Mona Awad writes mad women like no other author, redefining magical realism for a contemporary audience. Her protagonists are a particular type of women on the verge, obsessed with some form of beauty (writing, performance, physical appearance), desperate to belong. They fall into their own madness, losing their ability to discern reality from imagination, fantasy from truth. The spectacle of their descent is something to behold.
Rouge is Awad’s latest gothic, exploring the relationship between women’s value and age, beauty as currency, and the dynamics of different female relationships.

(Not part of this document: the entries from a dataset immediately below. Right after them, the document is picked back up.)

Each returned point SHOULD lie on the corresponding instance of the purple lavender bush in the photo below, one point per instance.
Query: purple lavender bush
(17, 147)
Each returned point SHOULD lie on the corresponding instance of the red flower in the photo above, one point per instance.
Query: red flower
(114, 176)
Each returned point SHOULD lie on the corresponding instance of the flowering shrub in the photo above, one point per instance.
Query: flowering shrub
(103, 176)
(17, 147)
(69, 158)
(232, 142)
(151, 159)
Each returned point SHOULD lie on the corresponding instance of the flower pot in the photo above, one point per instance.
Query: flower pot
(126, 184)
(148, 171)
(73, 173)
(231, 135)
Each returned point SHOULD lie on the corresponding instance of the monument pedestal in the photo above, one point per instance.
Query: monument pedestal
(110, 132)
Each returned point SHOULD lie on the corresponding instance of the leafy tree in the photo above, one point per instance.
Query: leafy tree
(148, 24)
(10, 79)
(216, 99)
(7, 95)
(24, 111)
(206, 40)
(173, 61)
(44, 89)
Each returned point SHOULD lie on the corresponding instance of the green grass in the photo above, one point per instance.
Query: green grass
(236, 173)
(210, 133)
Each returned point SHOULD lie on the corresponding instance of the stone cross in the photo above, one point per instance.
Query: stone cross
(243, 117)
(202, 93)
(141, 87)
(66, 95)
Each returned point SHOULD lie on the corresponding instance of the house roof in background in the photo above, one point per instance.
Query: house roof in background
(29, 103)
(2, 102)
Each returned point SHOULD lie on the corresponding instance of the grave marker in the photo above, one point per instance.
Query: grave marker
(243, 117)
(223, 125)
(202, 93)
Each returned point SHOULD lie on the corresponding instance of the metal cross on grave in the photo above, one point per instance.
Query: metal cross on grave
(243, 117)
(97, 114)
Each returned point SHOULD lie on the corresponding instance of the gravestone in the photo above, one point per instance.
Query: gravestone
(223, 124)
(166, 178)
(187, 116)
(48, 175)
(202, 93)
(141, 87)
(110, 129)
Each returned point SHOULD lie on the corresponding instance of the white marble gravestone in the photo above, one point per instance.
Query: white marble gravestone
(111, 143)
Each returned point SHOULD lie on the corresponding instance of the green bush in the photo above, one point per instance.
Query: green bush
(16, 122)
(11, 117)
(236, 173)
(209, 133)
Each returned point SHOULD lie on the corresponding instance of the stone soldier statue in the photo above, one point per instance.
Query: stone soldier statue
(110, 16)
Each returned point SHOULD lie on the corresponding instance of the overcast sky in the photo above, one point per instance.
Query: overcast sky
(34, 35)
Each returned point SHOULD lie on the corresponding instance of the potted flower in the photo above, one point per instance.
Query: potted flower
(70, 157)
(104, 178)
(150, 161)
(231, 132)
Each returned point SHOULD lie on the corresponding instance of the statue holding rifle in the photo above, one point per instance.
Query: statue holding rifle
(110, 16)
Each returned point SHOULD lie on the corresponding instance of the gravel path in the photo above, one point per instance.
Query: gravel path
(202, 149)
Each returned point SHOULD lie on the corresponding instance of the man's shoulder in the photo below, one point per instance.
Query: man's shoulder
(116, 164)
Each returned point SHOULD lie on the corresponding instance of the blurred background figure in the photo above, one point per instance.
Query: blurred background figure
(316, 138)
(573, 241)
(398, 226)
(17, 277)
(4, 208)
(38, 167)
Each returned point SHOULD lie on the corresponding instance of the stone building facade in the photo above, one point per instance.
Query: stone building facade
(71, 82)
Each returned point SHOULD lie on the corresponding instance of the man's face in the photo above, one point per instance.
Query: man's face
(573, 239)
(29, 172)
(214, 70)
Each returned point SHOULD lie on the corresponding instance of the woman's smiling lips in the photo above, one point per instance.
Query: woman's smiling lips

From the protagonist’s grappling with her ethnic heritage, her physical looks, and the social rules she has been taught by her mother and girl friends growing up, her mind is consumed by others’ ideas: how to be beautiful, which skin color is the most desirable, women should behave this way; men like this. Despite her desire to distance herself from her mother’s ways, as an adult, Belle’s vanity, desire to be desired, and inability to confront herself are inherited directly from mother. With horror, she realizes that she is becoming her.
A tone of desperation threads its way throughout the novel, through Belle’s encounters and responses to men, recurring memories of her mother when she was younger, her fixation on skincare and beauty, and the ever-present elements of vanity that she cannot help but be drawn to. Mirrors are one of the most effective symbols and themes of the narrative, coming in the form of physical objects (broken and unbroken), trick elements that seem to show alternate realities, and other people’s faces and words. Rouge seems to suggest that the most important mirror is the fated one between a parent and their child.
Is there any relationship like that between a mother and daughter? The tensions and tenderness of love, withholding and negotiations of affection, and imitations and jealousies that are found in this most intricate relationship are all explored in the novel. Rouge offers the lesson that childhood can leave lasting internal scars that adulthood perpetually seeks to heal. It also suggests that a more complicated response than forgiveness is required to let grief go and to begin again.
The mystical elements of this fairytale, from a sinister French spa that operates in an unusual way to the recurring characters whose costumes and looks seem to change with each encounter, are expressed in trademark Awad style, toeing the line between a nightmare and a daydream. One particularly ominous expression, “going the way of roses”, repeats itself, shading something seemingly delicate with darkness. The color red pervades each page, alternatively foreboding and beautiful. Phantom men come and go, as enigmatic as the women. Like the characters themselves, everything appears immaculate on the surface but is much more complex when examined in the interior. Having read nearly all of Awad’s works, this novel truly reflects an already gifted artist’s continual refining of their craft.
Like the renewing qualities of Belle’s many products, the novel offers a revitalization, by applying an acid to strip everything off the surface to allow what is underneath to grow, better and more beautiful. The process isn’t designed to feel comfortable, but there’s a morbid pleasure in the pain. Afterwards, you’re left with yourself, but new. The transformation and its tantalizing promise demonstrates the softness we sacrifice to grow up and to become a person we must live with. Awad holds up a mirror to her readers, inviting us to ask ourselves what darkness we find inside and whether we can bear to face its image.